Bazı şeylere karşıyım
Kurban Bayramı’nda kurbanlıkların tamamen hayır kurumlarına bırakılıp tatil moduna girilmesine karşıyım. Bir ailede birden fazla kesilecek kurban varsa diğerleri bağışlanabilir. Emirler yaşanır. O bir kültürdür.

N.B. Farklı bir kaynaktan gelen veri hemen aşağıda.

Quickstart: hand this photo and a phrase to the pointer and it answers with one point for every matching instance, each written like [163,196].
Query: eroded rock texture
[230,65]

İletişim bozonu ne zaman bulunacak?
Ben de bir dev bir ekosistemin parçasıyım. İletişim dünyasının. Bugün iletişimden yoksun olan bizler, bazı kurallara dayanarak bunu gerçekleştirebiliyoruz. P’den c’ye, usp’ye, oradan yeni dünyaya, yeni kural ve kuramlara, sonu yokmuş gibi. Seminerler, festivaller, söyleşiler düzenlenir, gurular gelir, insanları ve sektörü inisiye eder ve gider. Yaratıcılar egosal düzlemde halka bir şeyler satmaya çalışır. Maliyeti 42 dolar olan bir ürünü 3.000 TL’ye, bir teneke gazlı içeceği 2 TL’ye, dosya masrafsız bayram kredisi filan satmaya çalışır. Duygu, algı, imaj satabilir... Siyahlar ve beyazlar. Şüphesiz bunlar önemli şeyler. Eğer, sadece bunlar ise kazanımlar ve sorumluluklar, iletişim için de bir Higgs ekibi kurmak gerekiyor. Herşeyde olduğu gibi iletişimde de gri alanı bulmak zorundayız. Dikkat çekmeye çalıştığım iletişim dünyasında da varolmanın gerçek nedenini bulmak gerekliliği. Bir problem olduğu kesin. Herkesi kapsamıyor ama, inanmadığın halde inanmış gibi yaparak, birilerini kandırma yaratıcılığı ile iletişimde gerçeği, hadi orta yolu, neyse o gri yolu bulma çabasının bir panelini hayata geçirelim. Bu panel içimizde olsun önce, sonra dışa vuralım. İşte, o zaman bu devasa ekosistemde gerçek yeri bulmuş oluruz.
Bayram klasikleri
Yok yok bayram kredileri, kredili kurban kesme, tatil turları filan değil bahsedeceğim. Başka. Bu Kurban Bayramı Cosette’ye bayramlık hediye edebilir, ona kurban eti verebilir, Çavdar Tarlası’nda çocuklar gibi dolaşabilir, Kaiken’inizi temizleyebilir, komşulardan Şeker Portakalı toplayabilirsiniz. Lunaparkta Mantık’ut Tayr tüneline girebilir, sokakta Ecinniler’le top oynayabilirsiniz. Olmadı mimozaları sürgünden kurtarabilir, sesinizin dağlardaki yankısını duyabilir, Tesla’nın kutusunu açabilirsiniz. Ha Felatun Bey ile Rakım Efendi’nin elini de öpebilirsiniz. Bir çok şey yapabilirsiniz, ama kitap da okuyabilirsiniz.